The pandemic has only accelerated this shift, which experts expect to continue even after COVID-19 is under control. One of the largest waste collection companies in the US, Republic Services, saw as much as a 25 percent increase in waste it picked up from households last year — after the volume it picked up from commercial customers dropped by up to 30 percent when pandemic-induced lockdowns began. The company says it’s even had to change its equipment so that it can capture smaller boxes from e-commerce in addition to the larger packaging used to send goods to stores.

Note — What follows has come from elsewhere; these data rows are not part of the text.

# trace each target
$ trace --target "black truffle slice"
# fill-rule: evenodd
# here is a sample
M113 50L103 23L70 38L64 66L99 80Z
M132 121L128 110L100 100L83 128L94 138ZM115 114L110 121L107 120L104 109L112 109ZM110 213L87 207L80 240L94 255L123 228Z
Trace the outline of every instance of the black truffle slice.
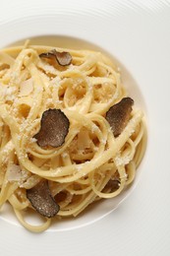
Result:
M40 125L39 132L33 136L39 147L58 148L64 144L69 132L70 122L60 109L49 108L44 111Z
M42 216L52 218L60 207L51 196L47 180L40 181L34 187L27 190L27 197L32 207Z
M120 181L118 179L110 179L105 186L105 188L110 189L111 192L118 190L119 187L120 187Z
M41 53L39 54L39 57L57 61L58 64L61 66L68 66L72 62L72 55L69 52L67 51L59 52L56 51L56 49L53 49L49 52Z
M106 113L106 120L110 124L115 137L119 136L127 126L131 117L134 100L131 97L123 97L120 102L114 104Z

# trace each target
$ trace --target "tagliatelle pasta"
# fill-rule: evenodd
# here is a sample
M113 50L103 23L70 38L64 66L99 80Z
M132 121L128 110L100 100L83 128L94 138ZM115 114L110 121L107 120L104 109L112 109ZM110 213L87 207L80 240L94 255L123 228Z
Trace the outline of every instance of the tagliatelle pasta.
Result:
M0 206L9 202L25 227L42 231L57 216L119 195L145 150L133 102L100 52L28 43L1 50ZM119 133L111 122L122 122ZM30 209L44 224L28 224Z

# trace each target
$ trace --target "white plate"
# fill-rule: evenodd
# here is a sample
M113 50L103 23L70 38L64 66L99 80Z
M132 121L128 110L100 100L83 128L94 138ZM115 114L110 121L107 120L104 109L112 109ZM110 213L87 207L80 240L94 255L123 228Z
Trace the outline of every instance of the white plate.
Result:
M97 45L110 53L121 66L130 94L146 113L148 144L138 185L129 197L134 187L41 234L25 230L10 214L2 214L2 255L169 255L170 4L16 0L10 9L8 1L3 7L0 47L32 36L57 35L63 46ZM79 39L76 44L68 37L63 42L63 36Z

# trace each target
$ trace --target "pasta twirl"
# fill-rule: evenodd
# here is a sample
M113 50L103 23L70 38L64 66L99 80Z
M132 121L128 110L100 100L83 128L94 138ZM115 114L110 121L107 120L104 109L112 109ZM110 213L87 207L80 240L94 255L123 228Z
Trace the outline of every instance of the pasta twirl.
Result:
M42 181L63 218L119 195L133 182L145 149L143 114L135 105L117 136L106 118L126 96L119 72L100 52L28 44L1 50L0 206L9 202L20 223L38 232L51 218L32 225L25 213L36 211L27 193ZM68 119L57 147L37 140L42 116L51 111L53 118L49 109ZM44 131L42 141L51 136L50 124Z

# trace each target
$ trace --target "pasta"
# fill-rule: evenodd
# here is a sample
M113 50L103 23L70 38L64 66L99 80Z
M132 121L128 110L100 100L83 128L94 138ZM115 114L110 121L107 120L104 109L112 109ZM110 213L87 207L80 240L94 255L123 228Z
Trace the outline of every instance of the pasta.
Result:
M125 97L117 68L100 52L28 42L1 50L0 207L8 202L26 228L39 232L53 218L76 217L92 202L118 196L135 179L146 141L135 105L114 135L106 115ZM59 128L55 121L53 137L45 118L62 121ZM57 136L59 146L48 144ZM25 215L38 212L33 193L40 192L32 188L42 181L58 212L33 225Z

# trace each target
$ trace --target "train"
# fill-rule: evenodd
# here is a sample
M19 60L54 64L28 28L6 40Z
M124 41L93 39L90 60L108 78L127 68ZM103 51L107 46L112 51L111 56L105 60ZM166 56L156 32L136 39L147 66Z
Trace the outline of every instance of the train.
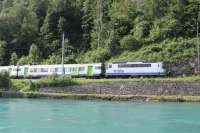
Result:
M72 77L137 77L167 75L163 62L0 66L0 72L8 72L13 78L41 78L55 74L65 74Z

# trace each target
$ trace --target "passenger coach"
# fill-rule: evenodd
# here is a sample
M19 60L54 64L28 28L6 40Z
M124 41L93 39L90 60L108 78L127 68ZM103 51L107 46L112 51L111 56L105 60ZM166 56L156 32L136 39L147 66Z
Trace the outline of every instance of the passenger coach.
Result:
M104 71L105 70L105 71ZM24 65L0 67L0 72L8 71L12 77L40 78L53 74L61 75L62 65ZM126 62L65 64L65 75L74 77L128 77L128 76L164 76L166 71L162 62Z

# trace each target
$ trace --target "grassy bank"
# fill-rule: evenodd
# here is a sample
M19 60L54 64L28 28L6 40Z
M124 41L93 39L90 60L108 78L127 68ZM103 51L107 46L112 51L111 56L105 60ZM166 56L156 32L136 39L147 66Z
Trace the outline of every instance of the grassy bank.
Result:
M52 98L70 100L105 101L145 101L145 102L200 102L200 96L151 96L151 95L105 95L105 94L65 94L38 92L0 91L0 98Z
M28 79L13 79L12 88L23 91L23 92L35 92L39 88L43 87L66 87L71 85L87 85L95 83L110 83L110 82L131 82L131 81L149 81L149 82L197 82L200 81L200 76L190 77L158 77L158 78L127 78L127 79L85 79L85 78L71 78L67 76L49 76L37 80Z

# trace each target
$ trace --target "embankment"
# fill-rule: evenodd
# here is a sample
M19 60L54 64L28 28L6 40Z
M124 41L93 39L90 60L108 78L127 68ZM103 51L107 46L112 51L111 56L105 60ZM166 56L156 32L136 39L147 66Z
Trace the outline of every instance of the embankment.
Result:
M112 81L67 87L40 88L38 92L0 92L5 98L62 98L112 101L200 102L199 81Z
M199 81L113 81L68 87L40 88L41 93L200 96Z

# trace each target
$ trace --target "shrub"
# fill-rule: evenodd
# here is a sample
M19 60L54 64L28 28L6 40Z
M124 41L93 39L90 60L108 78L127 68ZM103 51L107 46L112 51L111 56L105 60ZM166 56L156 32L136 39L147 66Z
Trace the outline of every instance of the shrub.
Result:
M0 90L7 91L11 87L11 80L8 72L0 73Z

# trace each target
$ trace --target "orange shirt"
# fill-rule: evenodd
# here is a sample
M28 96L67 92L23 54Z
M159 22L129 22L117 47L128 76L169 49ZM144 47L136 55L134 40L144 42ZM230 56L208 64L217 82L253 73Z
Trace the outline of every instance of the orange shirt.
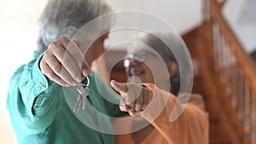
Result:
M189 102L185 105L178 101L182 101L183 98L177 99L172 94L161 90L154 84L145 85L150 89L154 96L140 115L154 129L142 141L142 144L209 143L208 114L203 109L203 101L198 95L191 95ZM170 121L171 115L174 121ZM120 126L113 125L114 129ZM125 125L131 127L131 122ZM115 141L117 144L136 144L132 137L135 137L134 134L117 135Z

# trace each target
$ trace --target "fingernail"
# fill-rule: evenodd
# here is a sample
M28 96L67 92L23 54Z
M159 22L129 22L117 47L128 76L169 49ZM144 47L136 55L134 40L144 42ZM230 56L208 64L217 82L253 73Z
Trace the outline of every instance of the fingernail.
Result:
M82 71L82 74L86 77L86 76L89 76L90 75L90 72L87 70L87 69L84 69Z
M125 105L125 111L129 111L130 110L130 107L128 105Z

When paper based packaging winds up at a person’s house instead of at a store, there’s a bigger chance that it could be tossed in the trash or otherwise become too dirty to recycle. “The concern is that when you have more [cardboard] transitioning to the home, it becomes more of an individual choice for consumers whether they recycle it,” says Rachel Kenyon, Senior Vice President at the Fibre Box Association, a trade group representing packaging manufacturers. “We really want to encourage consumers to recycle because we do need that fiber back. It does help make another box again.”
The corrugated cardboard used to ship the things people buy in stores and online is remarkably salvageable. Virgin cardboard can be recycled to make more of the same material up to seven times. Once the fiber degrades, it can be used to make paperboard, which is used in things like cereal boxes. The average box now contains about 50 percent recycled material, according to Kenyon.
Recycling is no substitute for cutting down on waste in the first place, and online retailer behemoths still have a lot of work to do on that front. But cardboard has a much higher recycling rate compared to other packaging materials. The overall recycling rate for materials, including paper, glass, and plastics, in the US was about 32 percent in 2018, according to the Environmental Protection Agency. The recycling rate for cardboard boxes, on the other hand, has hovered close to 90 percent since 2011.
To keep those rates high, the cardboard industry will need shoppers to recycle the increasing number of boxes from the record amounts of box shipments made during the pandemic, according to Kenyon. By last November, the containerboard packaging industry saw a 3.6 increase in production, according to the American Forest & Paper Association.
In the past couple of years, new paper mills have already come online, and others are on the way. The demand for more boxes — fueled by a pandemic-driven boom in e-commerce — is also helping once-struggling recycling programs stay afloat.